Laurie S. (
LaurieS) wrote on 10/3/2005...
I haven't read this so here's an
Amazon.com review:
"bunrab@bunrab.net" (MD, United States):
OK, I'll admit - my absolute favorite thing about this book is that the real hero is Merlin's pet hedgehog. Oh, there's a human hero, of the usual tall, dark and handsome type, for love interest - but it's the hedgehog who really saves the day. He's a perfectly natural hedgehog, not an anthropomorphized animal - he just does his hedgehogly thing. As the human slave to three pet hedgehogs, I got a great kick out of him.

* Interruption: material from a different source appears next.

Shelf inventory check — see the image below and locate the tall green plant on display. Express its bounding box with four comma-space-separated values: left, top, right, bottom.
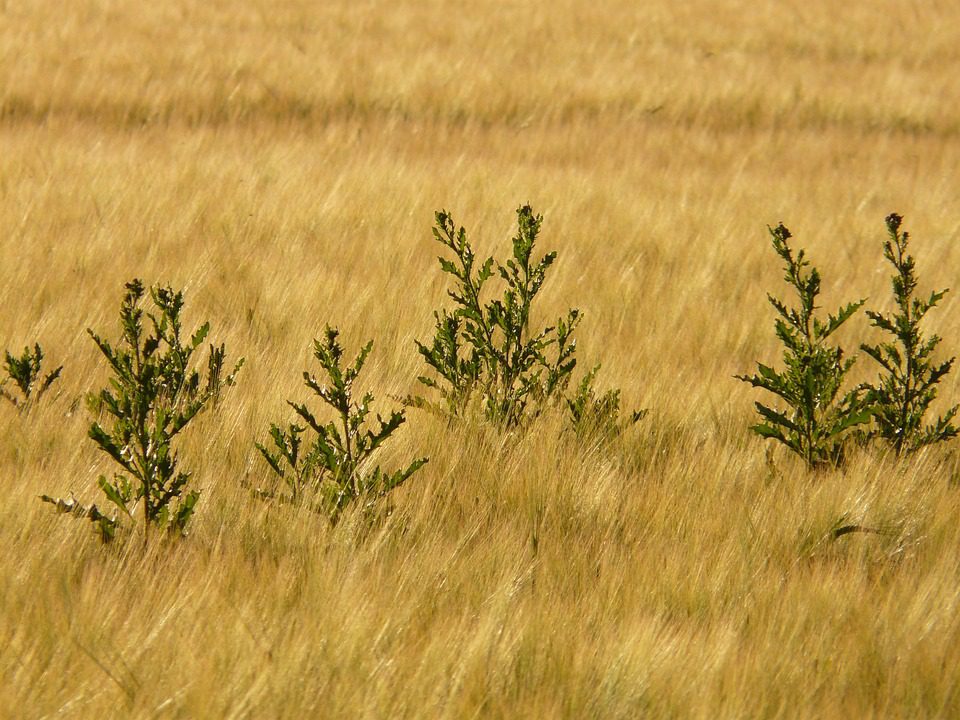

Let's see. Merlin hasn't invented quite as many things as Ayla (you may remember Ayla, from the "Clan of the Cave Bear" series - Ayla domesticates the horse, Ayla domesticates the dog, Ayla invents the slingshot, Ayla invents the sewing needle, Ayla invents the cotton gin - no wait, that was someone else...) but she has her share - the telephone, and, more importantly to the English forces arrayed against Napoleon, the hang glider.
This is the only romance novel I've ever even tried to convince a guy to read, and the guy liked it. He missed a bit, not being as familiar with all the "conventions" of Regency era romances as most regular readers of them are, but he still enjoyed it.
My tastes in romances are pretty particular- I have high standards I demand of the writing, and clumsy or poorly written books turn me off. Kinsale will never fall into that category - she, along with a precious few others - Mary Balough, Edith Layton... writes well enough that if her books weren't pre-stigmatized as romances, they'd be among our better-written novels by contemporary novelists.